Re: Deleting Lone Surrogates

From: Richard Wordingham <richard.wordingham_at_ntlworld.com>
Date: Sun, 4 Oct 2015 20:38:02 +0100

On Sun, 4 Oct 2015 10:50:43 -0700
Markus Scherer <markus.icu_at_gmail.com> wrote:

> I would not spend any time specifying intricate rules for unpaired
> surrogates in 16-bit strings, or out-of range values in 32-bit
> strings. Most processing will treat them like unassigned characters,
> like U+50005, with only default behaviors.

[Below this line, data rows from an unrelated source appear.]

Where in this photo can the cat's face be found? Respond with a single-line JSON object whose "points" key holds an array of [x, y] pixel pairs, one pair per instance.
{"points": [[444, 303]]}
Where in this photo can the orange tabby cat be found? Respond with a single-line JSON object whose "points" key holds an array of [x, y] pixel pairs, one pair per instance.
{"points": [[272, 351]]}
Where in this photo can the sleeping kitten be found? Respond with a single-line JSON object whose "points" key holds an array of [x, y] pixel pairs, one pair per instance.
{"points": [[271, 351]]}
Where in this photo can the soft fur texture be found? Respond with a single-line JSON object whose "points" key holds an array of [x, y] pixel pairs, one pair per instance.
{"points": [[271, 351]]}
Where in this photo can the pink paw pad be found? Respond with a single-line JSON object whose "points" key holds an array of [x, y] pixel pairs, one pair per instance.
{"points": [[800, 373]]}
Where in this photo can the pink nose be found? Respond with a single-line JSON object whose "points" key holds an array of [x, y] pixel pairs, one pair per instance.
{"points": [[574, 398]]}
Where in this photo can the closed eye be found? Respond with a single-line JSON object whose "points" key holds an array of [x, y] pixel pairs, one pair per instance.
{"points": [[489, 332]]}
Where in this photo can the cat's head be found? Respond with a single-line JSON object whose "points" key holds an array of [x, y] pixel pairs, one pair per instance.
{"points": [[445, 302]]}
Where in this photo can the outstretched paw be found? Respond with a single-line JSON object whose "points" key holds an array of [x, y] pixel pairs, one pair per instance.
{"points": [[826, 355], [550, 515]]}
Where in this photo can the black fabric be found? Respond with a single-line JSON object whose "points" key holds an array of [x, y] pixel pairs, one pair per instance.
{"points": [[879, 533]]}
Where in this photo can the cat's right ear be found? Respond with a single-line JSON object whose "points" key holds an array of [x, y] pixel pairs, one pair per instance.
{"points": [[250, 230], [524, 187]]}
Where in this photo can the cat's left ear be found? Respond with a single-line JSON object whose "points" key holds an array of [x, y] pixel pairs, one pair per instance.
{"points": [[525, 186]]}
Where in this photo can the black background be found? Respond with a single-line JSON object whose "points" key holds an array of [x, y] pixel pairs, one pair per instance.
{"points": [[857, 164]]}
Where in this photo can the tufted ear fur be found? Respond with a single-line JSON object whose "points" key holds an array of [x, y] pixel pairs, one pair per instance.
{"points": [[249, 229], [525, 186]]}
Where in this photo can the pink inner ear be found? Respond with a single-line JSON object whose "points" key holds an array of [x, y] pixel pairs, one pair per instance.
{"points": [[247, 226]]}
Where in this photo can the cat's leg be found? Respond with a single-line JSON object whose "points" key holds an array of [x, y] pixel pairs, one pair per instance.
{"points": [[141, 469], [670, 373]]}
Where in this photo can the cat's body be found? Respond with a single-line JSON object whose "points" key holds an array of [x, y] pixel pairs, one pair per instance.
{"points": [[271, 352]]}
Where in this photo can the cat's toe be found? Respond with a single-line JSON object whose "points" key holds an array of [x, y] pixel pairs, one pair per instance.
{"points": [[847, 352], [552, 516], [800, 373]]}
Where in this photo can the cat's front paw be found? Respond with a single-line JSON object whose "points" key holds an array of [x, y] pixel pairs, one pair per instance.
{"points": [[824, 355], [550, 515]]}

The core problem here is that many editors will not allow one to delete
just a non-initial character from a grapheme cluster. I fear there may
be editors that don't even allow one to delete the final character.
This may not be a problem when one works with a small set of grapheme
clusters, as in French or German, or possibly even Vietnamese, but
becomes a problem when working with such a large set that the notion of
them being user-perceived characters strains credulity.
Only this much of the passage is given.